Money does not grow on trees, so where is the source of it for Gap Inc.? “The Gap, Inc. is a global specialty retailer offering apparel, accessories, and personal care products for men, women, children, and babies under the Gap, Old Navy, Banana Republic, Piperlime, and Athleta brands. Most of the products sold under its brand names are designed by the Company and manufactured by independent sources. The Company also sells products that are designed and manufactured by branded third parties. The Company operates in two segments: Stores, which includes the results of the retail stores for Gap, Old Navy, and Banana Republic, and Direct, which includes the results for its online brands, both domestic and international. The Company has franchise agreements with unaffiliated franchisees to operate Gap and Banana Republic stores in many other countries around the world. Under these agreements, third parties operate or will operate stores that sell apparel and related products under its brand names” (Gap Inc. 2011 Disclosure). The stores segment contributes 91% of net sales for the company, while the direct segment contributes 9%.

The reporting segments can be further divided to analyze various aspects of the company. The stores reporting segment can be divided into regions of operation. The geographic regions are classified as the United States, Canada, Europe, Asia, and other. Geographical segmentation is based on the way business activities for retail stores are managed and evaluated. The direct reporting segment (online sales) has a different distribution method than the direct reporting segment and can be divided as international and domestic.

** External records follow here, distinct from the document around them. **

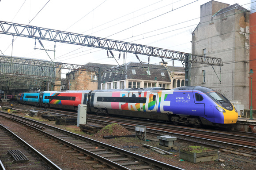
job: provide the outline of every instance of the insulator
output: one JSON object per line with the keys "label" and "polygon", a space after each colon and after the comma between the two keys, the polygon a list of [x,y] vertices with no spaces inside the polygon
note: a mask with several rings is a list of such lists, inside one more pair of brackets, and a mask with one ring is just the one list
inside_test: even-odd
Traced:
{"label": "insulator", "polygon": [[111,55],[112,55],[112,56],[113,56],[113,57],[114,57],[114,54],[112,52],[112,51],[111,51],[109,50],[109,52],[110,52],[110,54],[111,54]]}
{"label": "insulator", "polygon": [[165,61],[164,61],[164,59],[162,58],[161,59],[162,59],[162,61],[163,61],[163,64],[165,64]]}
{"label": "insulator", "polygon": [[41,42],[41,41],[40,41],[40,40],[38,40],[38,41],[39,42],[39,43],[40,43],[40,44],[41,44],[41,46],[42,47],[44,47],[44,45],[43,45],[43,44],[42,43],[42,42]]}
{"label": "insulator", "polygon": [[138,57],[138,55],[137,55],[136,54],[135,54],[135,55],[136,56],[136,57],[137,57],[137,58],[138,58],[138,59],[139,60],[139,57]]}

Records of store segment sales by region reveal that the highest percentage of net sales for the company comes from retail stores in the United States of 78.44%. Much smaller percentages of net sales are from Asia (7.85%), Canada (7.17%), Europe (5.88%), and other regions (0.67%).

Net sales for the Gap totaled approximately $14.7 million in FY2010 for both the stores and direct segments. The Gap experienced a 2% decline in sales from FY2008 to FY2009. However, there was revenue growth of 3% from FY2009 to FY2010. The gross profit margin slightly increased over the three years, indicating higher sales and/or decreases in the costs of goods sold. The operating profit margin trended upward with 10.9% in 2008, 12.8% in 2009, and 13.4% in 2010, revealing increased operating efficiencies. Also during the years 2008 through 2010, the Gap sustained higher net profit margins than Abercrombie & Fitch and American Eagle Outfitters and grew from 7% in FY2008 to 8% the following year and remained constant the year after.

It is in the best interest of Gap management to continue upward trends, especially since the company operates in such a competitive industry. Its profitability can be used to fuel global expansion, product development and innovation, and advertising efforts for continued revenue growth.